Was hoping to get rather some more insights on this.
Because when looking at the examples given, I wonder if we really need machine learning to summarize single sentences? Just by cutting all adjectives, replacing words by abbreviations and multiple words by potential category terms, we should face similar results. Maybe it's just a start or did I miss anything?
It is still mostly inane garbage but the content and gems have improved steadily over the past year or so. Interesting experiment in any case.
We encourage you to try the code and see for yourself.
 That is, the problem of selecting a sentence such as "He approved the motion" and then realising that "he" is now undefined.
As for how does the model deal with co-reference? There's no special logic for that.
>>"In those tasks training from scratch with this model architecture does not do as well as some other techniques we're researching, but it serves as a baseline."

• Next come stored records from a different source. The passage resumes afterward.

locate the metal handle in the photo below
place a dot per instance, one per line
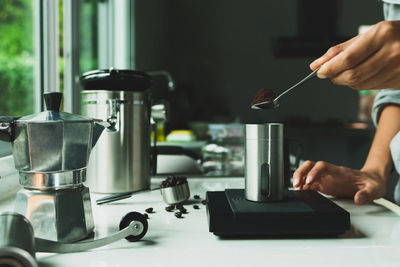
(7, 128)
(308, 77)
(135, 228)
(113, 115)
(265, 180)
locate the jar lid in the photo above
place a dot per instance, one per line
(116, 80)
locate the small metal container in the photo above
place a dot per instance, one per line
(175, 194)
(264, 162)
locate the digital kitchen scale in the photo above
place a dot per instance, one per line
(301, 213)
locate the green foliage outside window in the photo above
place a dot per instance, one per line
(16, 57)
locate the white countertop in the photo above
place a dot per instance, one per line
(374, 239)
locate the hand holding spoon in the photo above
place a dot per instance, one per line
(266, 98)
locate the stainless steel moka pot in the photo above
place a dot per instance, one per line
(51, 151)
(264, 162)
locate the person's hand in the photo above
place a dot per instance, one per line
(339, 181)
(368, 61)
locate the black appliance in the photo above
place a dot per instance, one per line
(301, 213)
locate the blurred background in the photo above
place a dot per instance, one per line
(218, 53)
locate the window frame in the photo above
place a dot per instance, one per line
(46, 75)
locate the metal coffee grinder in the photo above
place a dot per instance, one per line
(51, 151)
(265, 207)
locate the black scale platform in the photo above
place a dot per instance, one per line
(301, 213)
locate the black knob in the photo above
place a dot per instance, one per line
(53, 100)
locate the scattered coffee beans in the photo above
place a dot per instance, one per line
(183, 210)
(170, 208)
(149, 210)
(263, 95)
(173, 180)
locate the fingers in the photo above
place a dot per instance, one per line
(364, 197)
(300, 175)
(363, 75)
(331, 53)
(320, 168)
(352, 55)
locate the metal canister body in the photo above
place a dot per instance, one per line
(17, 243)
(264, 162)
(120, 162)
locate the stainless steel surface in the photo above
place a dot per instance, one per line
(58, 215)
(274, 103)
(264, 169)
(135, 228)
(16, 241)
(120, 162)
(175, 194)
(52, 180)
(48, 142)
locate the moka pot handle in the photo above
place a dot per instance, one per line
(7, 131)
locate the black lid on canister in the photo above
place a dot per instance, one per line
(115, 80)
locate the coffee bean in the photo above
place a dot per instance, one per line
(149, 210)
(169, 208)
(173, 181)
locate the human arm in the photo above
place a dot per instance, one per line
(363, 185)
(368, 61)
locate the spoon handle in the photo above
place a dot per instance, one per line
(309, 76)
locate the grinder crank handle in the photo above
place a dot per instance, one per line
(134, 231)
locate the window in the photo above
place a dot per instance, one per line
(16, 61)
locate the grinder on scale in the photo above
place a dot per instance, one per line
(265, 207)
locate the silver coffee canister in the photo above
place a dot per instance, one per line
(264, 162)
(120, 162)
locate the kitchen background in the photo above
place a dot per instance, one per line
(220, 53)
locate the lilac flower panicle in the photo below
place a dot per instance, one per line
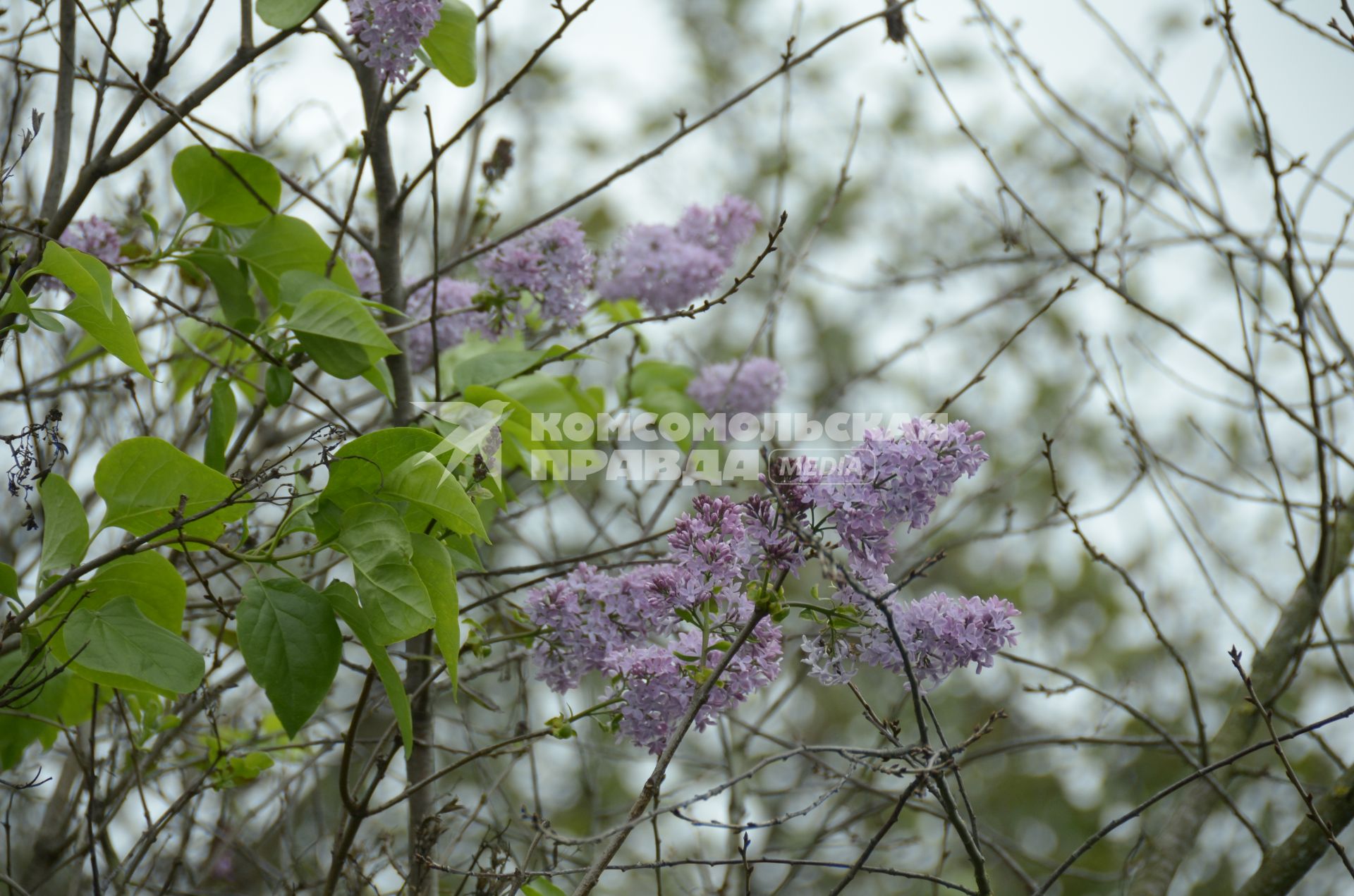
(550, 262)
(941, 635)
(592, 616)
(669, 267)
(363, 270)
(389, 32)
(94, 236)
(453, 295)
(722, 229)
(738, 388)
(890, 479)
(659, 691)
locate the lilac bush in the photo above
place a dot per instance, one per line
(550, 262)
(748, 386)
(650, 630)
(669, 267)
(386, 33)
(456, 304)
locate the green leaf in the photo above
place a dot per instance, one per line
(451, 44)
(432, 563)
(291, 646)
(150, 579)
(226, 185)
(221, 424)
(85, 276)
(276, 386)
(649, 376)
(493, 367)
(286, 14)
(338, 333)
(283, 244)
(405, 465)
(231, 283)
(18, 304)
(113, 332)
(66, 531)
(142, 479)
(117, 643)
(393, 596)
(344, 601)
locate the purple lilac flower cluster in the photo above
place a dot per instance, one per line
(389, 32)
(656, 631)
(550, 262)
(456, 300)
(941, 634)
(890, 479)
(669, 267)
(638, 628)
(750, 386)
(92, 236)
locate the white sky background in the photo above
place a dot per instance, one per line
(622, 64)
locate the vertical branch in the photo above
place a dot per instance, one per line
(64, 113)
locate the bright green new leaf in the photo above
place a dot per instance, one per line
(405, 465)
(493, 367)
(221, 424)
(66, 531)
(117, 643)
(434, 565)
(114, 333)
(231, 283)
(276, 386)
(142, 481)
(393, 596)
(8, 581)
(652, 375)
(145, 577)
(451, 44)
(286, 14)
(225, 185)
(344, 601)
(338, 333)
(283, 244)
(85, 276)
(291, 646)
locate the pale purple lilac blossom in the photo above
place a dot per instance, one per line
(453, 295)
(389, 32)
(669, 267)
(750, 386)
(551, 262)
(891, 479)
(640, 628)
(940, 634)
(92, 236)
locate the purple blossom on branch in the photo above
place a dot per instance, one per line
(738, 388)
(94, 236)
(666, 267)
(659, 684)
(389, 32)
(890, 479)
(456, 298)
(940, 634)
(550, 262)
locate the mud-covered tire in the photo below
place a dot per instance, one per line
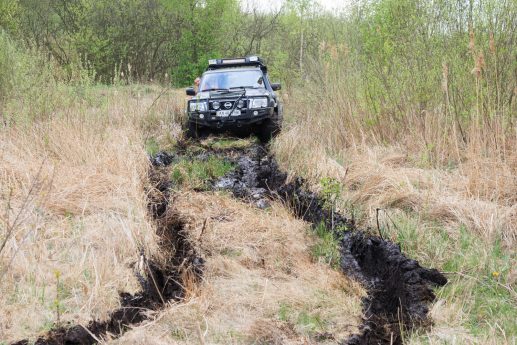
(269, 129)
(192, 130)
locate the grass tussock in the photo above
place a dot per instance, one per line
(432, 182)
(261, 281)
(68, 183)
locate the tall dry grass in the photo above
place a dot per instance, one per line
(73, 208)
(459, 171)
(442, 186)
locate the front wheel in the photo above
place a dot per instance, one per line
(268, 129)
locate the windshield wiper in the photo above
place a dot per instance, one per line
(243, 87)
(216, 89)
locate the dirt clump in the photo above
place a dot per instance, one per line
(399, 289)
(161, 280)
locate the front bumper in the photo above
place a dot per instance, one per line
(246, 118)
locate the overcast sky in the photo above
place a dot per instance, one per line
(269, 5)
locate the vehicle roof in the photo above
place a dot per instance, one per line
(232, 69)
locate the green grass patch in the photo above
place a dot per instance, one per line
(229, 143)
(152, 147)
(197, 173)
(305, 320)
(326, 247)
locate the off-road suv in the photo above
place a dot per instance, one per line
(235, 94)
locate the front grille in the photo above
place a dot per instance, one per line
(222, 104)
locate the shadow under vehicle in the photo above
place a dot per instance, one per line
(235, 95)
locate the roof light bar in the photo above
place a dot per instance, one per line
(233, 61)
(253, 60)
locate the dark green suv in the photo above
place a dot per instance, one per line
(235, 95)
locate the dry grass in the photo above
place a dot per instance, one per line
(450, 203)
(425, 167)
(74, 182)
(261, 284)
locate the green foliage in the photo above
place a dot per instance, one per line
(196, 173)
(152, 147)
(326, 247)
(330, 191)
(307, 321)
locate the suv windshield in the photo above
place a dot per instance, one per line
(232, 79)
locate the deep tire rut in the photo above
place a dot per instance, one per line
(161, 280)
(399, 289)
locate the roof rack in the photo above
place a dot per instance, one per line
(236, 62)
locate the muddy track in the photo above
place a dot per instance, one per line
(399, 289)
(161, 281)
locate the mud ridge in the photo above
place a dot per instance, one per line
(399, 289)
(159, 279)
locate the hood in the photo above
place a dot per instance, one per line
(234, 94)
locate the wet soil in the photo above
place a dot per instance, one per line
(399, 289)
(160, 280)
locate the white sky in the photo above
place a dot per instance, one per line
(269, 5)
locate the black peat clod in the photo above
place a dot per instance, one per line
(159, 280)
(399, 289)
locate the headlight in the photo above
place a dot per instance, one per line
(197, 106)
(258, 102)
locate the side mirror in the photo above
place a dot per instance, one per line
(190, 91)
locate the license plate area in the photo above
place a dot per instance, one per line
(226, 113)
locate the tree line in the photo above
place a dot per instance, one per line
(385, 54)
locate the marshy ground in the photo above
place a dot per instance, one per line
(260, 258)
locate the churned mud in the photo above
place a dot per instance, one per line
(399, 289)
(161, 281)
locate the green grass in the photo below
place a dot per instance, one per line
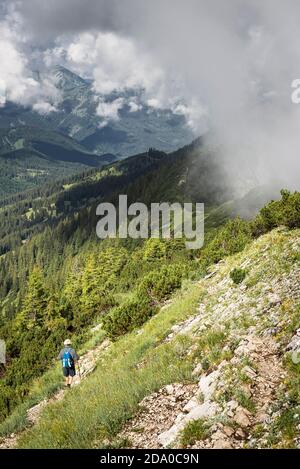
(133, 367)
(195, 430)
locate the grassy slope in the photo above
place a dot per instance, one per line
(139, 364)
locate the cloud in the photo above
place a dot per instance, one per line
(109, 110)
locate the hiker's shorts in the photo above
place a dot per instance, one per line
(69, 372)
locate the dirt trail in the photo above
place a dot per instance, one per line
(164, 410)
(87, 364)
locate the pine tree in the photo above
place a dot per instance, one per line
(35, 302)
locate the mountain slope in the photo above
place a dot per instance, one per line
(214, 332)
(76, 116)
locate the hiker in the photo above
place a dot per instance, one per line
(68, 358)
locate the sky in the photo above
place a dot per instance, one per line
(226, 66)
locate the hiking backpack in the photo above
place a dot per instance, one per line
(67, 360)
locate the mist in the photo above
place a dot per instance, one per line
(227, 66)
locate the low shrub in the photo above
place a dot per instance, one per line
(160, 284)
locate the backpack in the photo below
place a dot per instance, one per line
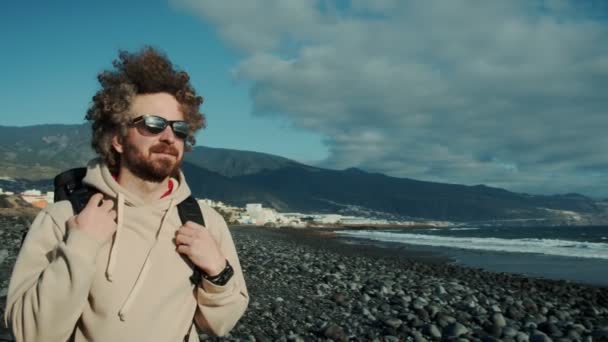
(69, 186)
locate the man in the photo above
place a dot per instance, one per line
(120, 269)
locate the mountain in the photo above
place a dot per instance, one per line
(37, 153)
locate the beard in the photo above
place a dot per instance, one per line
(151, 169)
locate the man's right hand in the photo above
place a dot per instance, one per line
(96, 219)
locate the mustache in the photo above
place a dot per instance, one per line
(164, 148)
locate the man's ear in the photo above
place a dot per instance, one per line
(117, 143)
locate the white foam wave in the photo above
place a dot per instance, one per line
(543, 246)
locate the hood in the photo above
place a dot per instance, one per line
(99, 176)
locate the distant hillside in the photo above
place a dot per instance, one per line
(40, 152)
(233, 163)
(240, 177)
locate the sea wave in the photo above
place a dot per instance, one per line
(543, 246)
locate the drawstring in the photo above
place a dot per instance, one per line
(114, 249)
(122, 313)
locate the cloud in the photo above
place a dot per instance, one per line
(508, 94)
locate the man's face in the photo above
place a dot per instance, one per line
(153, 157)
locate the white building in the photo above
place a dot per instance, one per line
(32, 192)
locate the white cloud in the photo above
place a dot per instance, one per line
(509, 93)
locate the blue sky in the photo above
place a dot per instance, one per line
(504, 93)
(54, 50)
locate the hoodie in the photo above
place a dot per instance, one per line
(67, 286)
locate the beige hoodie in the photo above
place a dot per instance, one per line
(66, 286)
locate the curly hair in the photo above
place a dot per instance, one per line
(146, 71)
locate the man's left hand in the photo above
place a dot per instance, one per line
(195, 241)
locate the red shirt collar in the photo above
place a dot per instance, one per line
(167, 193)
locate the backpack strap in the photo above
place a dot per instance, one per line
(69, 186)
(189, 210)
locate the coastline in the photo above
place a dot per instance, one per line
(308, 285)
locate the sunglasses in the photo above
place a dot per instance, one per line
(156, 124)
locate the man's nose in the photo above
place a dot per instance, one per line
(168, 135)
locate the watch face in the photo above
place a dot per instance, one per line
(224, 276)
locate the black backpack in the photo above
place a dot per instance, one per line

Can you elaborate a little on that? Is the training the problem or is the model just not good at longer texts?
I've seen copynet, where you do seq2seq but also have a copy mechanism to copy rare words from the source sentence to the target sentence.
article: novell inc. chief executive officer eric schmidt has been named chairman of the internet search-engine company google .
human: novell ceo named google chairman
machine: novell chief executive named to head internet company
(It's still great that it beats all competition on the ROUGE score, of course.)
I thought the generated summary was really, really good. But I knew that Novell wasn't considered an internet company, so it wasn't until I made myself ignore that before I could see the other reading.
On the other hand, the football summary is exemplary; better than the provided abstract.
> hainan to curb spread of diseases
That sentence pretty much conveys no useful information - every city wants to "curb spread of diseases", so what has actually changed? The news here is about restriction on livestock, and even a student journalist would be expected to do better than this headline.
To be clear I'm excited about the idea and believe machine learning has much better potential for enormous refinements compared to SMMRY's method (as described by them), I just don't think it's as "done" as a lot of people here seem to assume it to be.
Start with Scikit-Learn or R.
Once you start doing neural network stuff, start with Keras on top of TF.
Edit: Hey, found it! https://github.com/mck-/oneliner
Probably not as sophisticated but does the business. Nice bit of work done on this.
# Run the eval. Try to avoid running on the same matchine as training.
Either way, this is great research with a ton of real world applications!
That would suggest that this method doesn't work well for long documents.